There is an endless amount of material on gender in language available online. This is a resource list:
http://www.linguistics.ucsb.edu/faculty/bucholtz/lng/rsrc.htmlIt's all high brow academic stuff that most people, quite understandably, cannot bear.
The English language also reflects ideas of race. Blackness is associated with evil or other negative attributes: black as sin; the black sheep of the family: a black mark; blackmail, etc... Many scholars have analyzed such embedded meanings. Here is an excerpt from an online article I found by Jessica Brophy.
"The English language is a significant carrier of racism as its uses of "black" and "white" become to mean more than color. The uses of "black" and "white" in the English language are so embedded, so prone to seeming almost natural, so richly, stylistically, and freely intertwined within the system of words, that their unequal uses have become unconscious. Speakers of the English language do not consciously recognize how racially-charged words are, specifically how "black" has negative connotations and "white" positive connotations (and I would even go so far as to say denotations, for what is racism, but a belief in something that is more than a feeling, but a belief in something one believes is fact?) "Ignoring race is understood to be a graceful, liberal, even generous habit" (Morrison 257), but it does nothing to de-racialize a "race"-conscious language. It does nothing to eradicate "race" as real. It does nothing but advocates the use of a language that silences and excludes a people living on the margins of a dominant culture.

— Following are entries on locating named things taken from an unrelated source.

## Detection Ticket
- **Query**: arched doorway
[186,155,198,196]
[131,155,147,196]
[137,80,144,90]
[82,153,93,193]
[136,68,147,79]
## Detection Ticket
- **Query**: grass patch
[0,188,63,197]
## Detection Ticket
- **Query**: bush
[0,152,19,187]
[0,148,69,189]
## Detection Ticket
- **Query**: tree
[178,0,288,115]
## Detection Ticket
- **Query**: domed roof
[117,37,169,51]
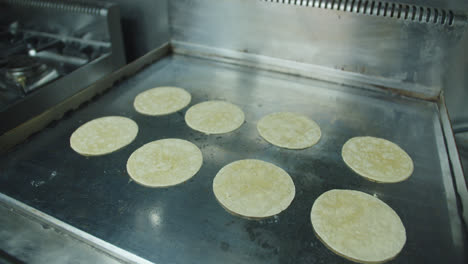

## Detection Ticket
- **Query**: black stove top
[0,23,102,111]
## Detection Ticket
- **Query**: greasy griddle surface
[0,56,464,263]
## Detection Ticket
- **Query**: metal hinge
[0,0,107,15]
[261,0,455,26]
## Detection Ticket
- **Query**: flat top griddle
[0,55,467,263]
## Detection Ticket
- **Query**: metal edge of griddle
[170,40,440,102]
[0,193,153,264]
[0,42,171,154]
[438,94,468,230]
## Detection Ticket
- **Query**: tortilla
[257,112,321,149]
[133,87,192,116]
[341,137,414,183]
[310,190,406,263]
[127,138,203,187]
[70,116,138,156]
[213,159,296,219]
[185,101,245,134]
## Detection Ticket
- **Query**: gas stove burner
[6,56,47,77]
[5,55,59,94]
[7,56,39,72]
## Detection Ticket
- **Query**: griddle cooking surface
[0,55,466,264]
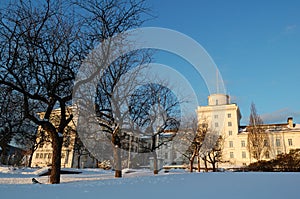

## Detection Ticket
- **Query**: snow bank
[0,167,300,199]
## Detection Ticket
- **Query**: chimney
[287,117,294,128]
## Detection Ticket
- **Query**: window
[265,151,270,159]
[242,151,246,158]
[288,139,293,146]
[241,140,246,147]
[264,140,269,146]
[276,138,280,147]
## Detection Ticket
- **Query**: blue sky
[144,0,300,124]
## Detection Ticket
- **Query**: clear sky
[144,0,300,124]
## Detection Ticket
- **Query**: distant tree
[130,83,182,174]
[179,117,208,172]
[247,103,270,161]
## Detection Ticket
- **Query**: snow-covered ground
[0,167,300,199]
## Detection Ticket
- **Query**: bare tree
[130,83,182,174]
[201,132,226,172]
[247,103,269,161]
[178,116,208,172]
[0,85,32,164]
[0,0,150,183]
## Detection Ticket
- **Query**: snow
[0,167,300,199]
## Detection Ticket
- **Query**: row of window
[229,151,247,159]
[229,138,293,148]
[214,113,231,119]
[215,122,232,128]
[35,153,65,159]
[35,153,52,159]
[229,150,282,159]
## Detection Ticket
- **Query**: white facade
[197,94,300,167]
[197,94,242,166]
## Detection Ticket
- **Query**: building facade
[31,108,97,168]
[197,94,300,168]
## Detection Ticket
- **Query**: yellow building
[31,108,96,168]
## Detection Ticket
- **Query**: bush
[244,149,300,172]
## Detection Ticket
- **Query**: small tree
[247,103,269,161]
[202,134,225,172]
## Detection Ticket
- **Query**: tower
[197,94,242,164]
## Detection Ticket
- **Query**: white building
[197,94,300,167]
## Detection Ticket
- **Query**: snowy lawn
[0,167,300,199]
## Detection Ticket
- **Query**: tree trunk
[190,148,197,173]
[190,154,195,173]
[152,151,158,175]
[113,146,122,178]
[27,147,34,167]
[77,154,81,169]
[50,132,63,184]
[211,162,216,172]
[204,157,208,172]
[0,145,8,164]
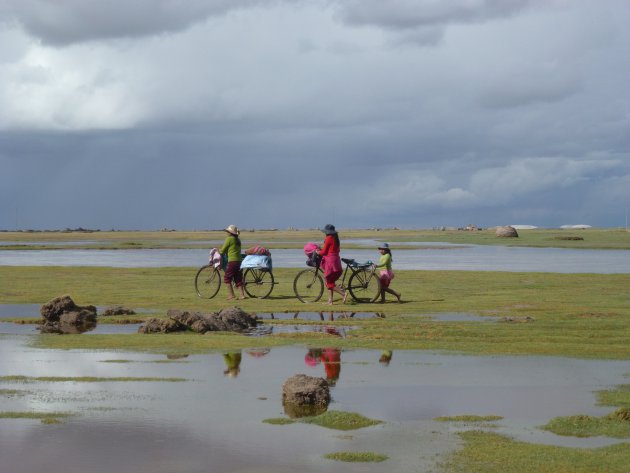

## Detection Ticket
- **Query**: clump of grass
[597,384,630,407]
[541,408,630,438]
[607,407,630,422]
[441,431,630,473]
[433,415,503,422]
[263,417,295,425]
[300,411,383,430]
[41,418,63,425]
[0,375,188,383]
[324,452,389,463]
[263,411,383,430]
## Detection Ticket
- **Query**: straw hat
[225,225,241,236]
[322,223,337,235]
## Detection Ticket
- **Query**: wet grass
[441,431,630,473]
[541,407,630,438]
[0,411,75,424]
[0,375,188,383]
[433,415,503,423]
[324,452,389,463]
[541,384,630,438]
[0,267,630,359]
[263,411,383,431]
[596,384,630,407]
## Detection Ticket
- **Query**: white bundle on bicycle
[241,255,271,271]
[208,248,221,268]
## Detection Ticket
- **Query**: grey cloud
[339,0,532,30]
[480,67,582,108]
[0,0,264,45]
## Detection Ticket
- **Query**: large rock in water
[138,307,258,333]
[495,225,518,238]
[282,374,330,417]
[39,295,96,333]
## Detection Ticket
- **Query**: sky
[0,0,630,230]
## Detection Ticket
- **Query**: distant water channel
[0,243,630,274]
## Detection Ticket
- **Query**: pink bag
[304,242,321,256]
[245,245,271,256]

In order to prove his ideas that the English language is in fact his enemy, Davis lightly skimmed Roget's Thesaurus of the English Language and found the following. The word "whiteness" has 134 synonyms, 44 being favorable ("purity," "cleanness," "chaste," "innocent," "just," "unblemished," "fair") and only 10 seen as mildly negative ("gloss-over," "pale," "whitewash") (74). The word "blackness," on the other hand, had 120 synonyms, 60 of which were unfavorable ("wicked," "deadly," "unclean," "foul," "obscure") and none even mildly positive. Twenty of the words were directly related to "race," such as "Negro," "nigger," and "darkey" (74-75). Without figuring out percentages, it is obvious that a language (specifically American English here) built upon abstractions like justice, liberty, and equality did not intend to share equal terminology with a "race" "found" to be inferior.

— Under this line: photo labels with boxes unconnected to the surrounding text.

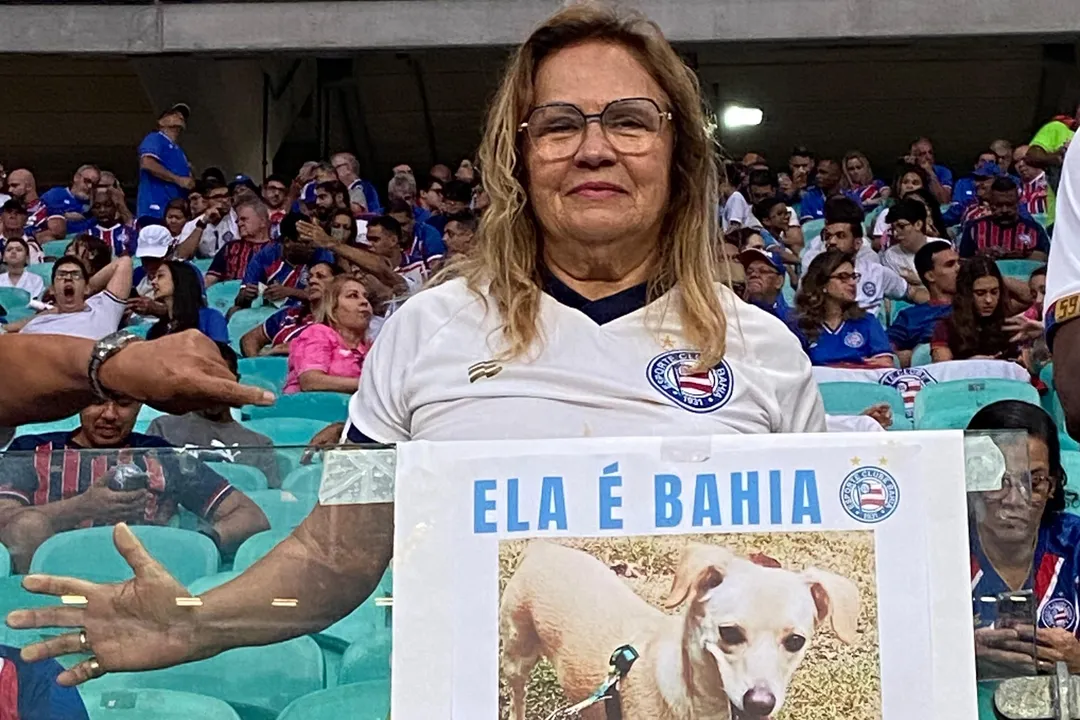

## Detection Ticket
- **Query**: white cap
[135,225,173,258]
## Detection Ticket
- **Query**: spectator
[930,256,1020,363]
[41,165,102,240]
[146,260,229,344]
[146,342,281,488]
[204,199,271,287]
[960,177,1050,261]
[330,152,382,215]
[905,137,953,205]
[0,237,45,300]
[1013,145,1050,215]
[86,188,137,257]
[0,398,270,572]
[284,275,372,395]
[136,103,195,218]
[738,248,795,329]
[843,150,889,212]
[240,262,340,357]
[881,198,927,285]
[795,249,893,367]
[889,240,960,367]
[8,168,67,243]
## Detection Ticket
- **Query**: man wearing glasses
[137,103,195,219]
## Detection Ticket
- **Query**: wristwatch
[86,330,143,403]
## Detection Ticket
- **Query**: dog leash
[546,646,639,720]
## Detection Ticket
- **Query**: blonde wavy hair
[434,3,727,367]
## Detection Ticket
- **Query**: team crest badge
[1039,598,1077,630]
[840,465,900,522]
[646,350,734,412]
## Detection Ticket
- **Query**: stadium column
[131,55,315,181]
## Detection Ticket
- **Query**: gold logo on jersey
[469,361,502,382]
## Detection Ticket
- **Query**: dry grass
[499,531,881,720]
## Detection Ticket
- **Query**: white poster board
[392,432,976,720]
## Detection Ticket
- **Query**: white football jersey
[1043,141,1080,347]
[347,279,825,443]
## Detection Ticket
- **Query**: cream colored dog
[500,541,859,720]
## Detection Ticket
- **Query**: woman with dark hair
[968,400,1080,677]
[930,256,1020,363]
[795,250,893,367]
[146,260,229,344]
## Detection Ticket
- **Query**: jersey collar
[540,266,648,325]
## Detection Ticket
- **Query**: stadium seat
[915,378,1039,430]
[208,462,270,492]
[818,382,912,430]
[81,688,241,720]
[246,490,319,530]
[84,637,324,718]
[247,390,349,425]
[278,680,390,720]
[0,287,30,311]
[232,530,292,572]
[206,280,241,313]
[30,525,220,584]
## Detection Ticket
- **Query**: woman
[843,150,890,213]
[283,275,372,395]
[240,262,340,357]
[795,250,894,367]
[146,260,229,344]
[930,256,1020,363]
[968,400,1080,677]
[0,237,45,300]
[8,4,825,684]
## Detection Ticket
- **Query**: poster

Notions of "black" as negative and "white" as positive go back further than the first publication of Roget's Thesaurus, however. These notions became institutionalized in the language of the Bible and in the language of Shakespeare. Ali A. Mazrui in "Language and Race in the Black Experience: An African Perspective" finds the use of "black" as a metaphor for "evil," "void," and "death" within the English language worldwide (104). Since Christianity was a religion made victorious mostly through the efforts of white people, as Mazrui argues, then angels became "white" and the devil "black" (104). "Black" as "void" arises from the idea that blacks had no history, that their continent was living through a "dark age," one of barbarism and primitivism. Professor Hugh Trevor-Roper says, "There is only the history of the Europeans in Africa. The rest is darkness . . . and darkness is not a subject of history" (qtd. in Mazrui 107). In both Julius Caesar and MacBeth, Shakespeare equates "black" with "death." In Julius Caesar, the "black sentence" (4.1) was a sentence of death against those associated with the assassination of Caesar. In Macbeth, Malcolm refers to Macbeth as "black Macbeth" (4.3), suggesting his soul is set on only murder and death."